I think that I’ve had some success in working through this myself so I thought I would share this here. I’d be very open to suggestion if there are better ways to handle this but here goes:
First, I defined a service for the main Load check:
apply Service "Load" {
import "critical-service"
check_command = "Load"
command_endpoint = host.vars.agent_endpoint
assign where host.vars.agent_endpoint
// More config here...
}
Then, I defined a summary service that runs the more expensive check to gather information about the load. In principle think of this as ps aux
for the application server:
apply Service "HiddenSummary" {
import "critical-service"
check_command = "Running"
command_endpoint = host.vars.agent_endpoint
assign where host.vars.agent_endpoint
// More config here...
}
The final service is a dummy service that uses HiddenSummary. Assuming I’ve not mis-read the docs, this will only go warning/critical if Load
is critical and HiddenSummary has run its own check to fetch the most recent set of summary information.
apply Service "LoadSummary" {
import "critical-service"
check_command = "dummy"
vars.dummy_state = {{
var load_service = get_service(macro("$host.name$"), "Load")
var running_service = get_service(macro("$host.name$"), "Running")

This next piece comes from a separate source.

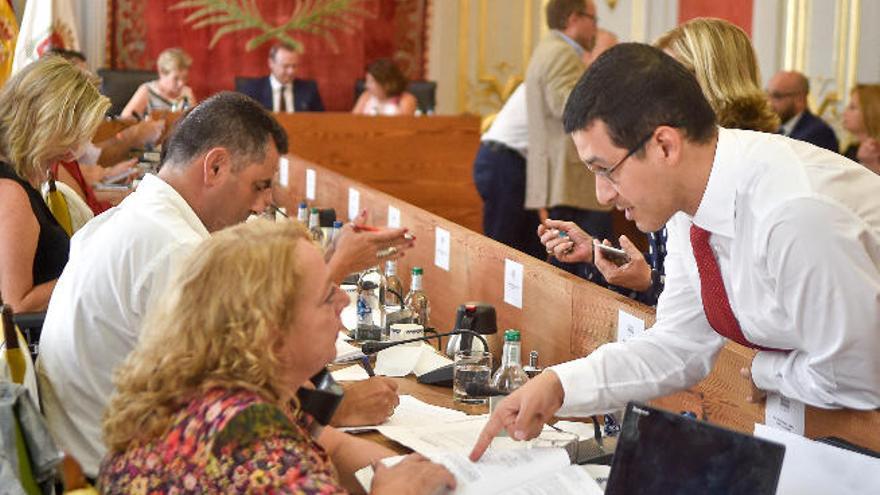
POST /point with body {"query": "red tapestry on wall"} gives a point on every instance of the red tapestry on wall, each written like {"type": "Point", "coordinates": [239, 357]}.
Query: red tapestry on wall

if (load_service.state != 0 && running_service.last_check_result.execution_start < load_service.last_state_change) {
// If the HiddenSummary service isn't yet updated, just keep the status as 0
return 0;
}
return load_service.state;
}}
vars.dummy_text = {{
var load_service = get_service(macro("$host.name$"), "Load")

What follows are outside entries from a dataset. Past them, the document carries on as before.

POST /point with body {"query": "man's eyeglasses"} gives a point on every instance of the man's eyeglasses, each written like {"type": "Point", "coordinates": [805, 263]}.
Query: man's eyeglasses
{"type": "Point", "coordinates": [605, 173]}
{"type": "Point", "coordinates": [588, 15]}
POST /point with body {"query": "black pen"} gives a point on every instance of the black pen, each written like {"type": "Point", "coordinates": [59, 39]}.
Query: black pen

var running_service = get_service(macro("$host.name$"), "Running")
if (load_service.state == 0) {
return "OK"
}
if (running_service.last_check_result.execution_start < load_service.last_state_change) {
// If the HiddenSummary service hasn't yet updated since Load went crit/warning then
// set a basic message
return "Gathering process data"
}
return running_service.last_check_result.output
}}
assign where host.vars.agent_endpoint && host.vars.running_mysql_defaults_file
}
Finally, I created a dependency that disables checks on the HiddenSummary service. If Load switches to a critical/warning state then it activates.

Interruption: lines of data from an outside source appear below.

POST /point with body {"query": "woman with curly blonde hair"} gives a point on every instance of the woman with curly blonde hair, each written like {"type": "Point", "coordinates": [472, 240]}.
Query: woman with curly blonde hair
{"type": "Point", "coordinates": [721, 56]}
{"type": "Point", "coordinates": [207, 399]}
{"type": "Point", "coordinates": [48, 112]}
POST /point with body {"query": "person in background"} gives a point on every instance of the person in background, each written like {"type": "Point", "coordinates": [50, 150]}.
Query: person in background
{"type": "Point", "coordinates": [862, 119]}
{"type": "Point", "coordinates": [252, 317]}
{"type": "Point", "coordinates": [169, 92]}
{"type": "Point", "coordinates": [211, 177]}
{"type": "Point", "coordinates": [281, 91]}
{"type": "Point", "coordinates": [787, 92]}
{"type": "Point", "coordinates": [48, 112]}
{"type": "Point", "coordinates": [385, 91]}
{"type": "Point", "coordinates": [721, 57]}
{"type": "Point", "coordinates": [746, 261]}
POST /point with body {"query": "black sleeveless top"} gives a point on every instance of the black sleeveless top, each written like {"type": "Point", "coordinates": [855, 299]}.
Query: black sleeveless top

apply Dependency "disable-running-checks" to Service {
parent_service_name = "Load"
disable_checks = true
states = [ Critical, Warning ]
assign where host.vars.agent_endpoint && service.name == "HiddenSummary"
}
As a result of the above, the summary information isn’t gathered until load becomes a problem and, because of the dummy service, this information is emailed out to relevant parties without those parties needing any specific access to the server internals nor login to Icingaweb2.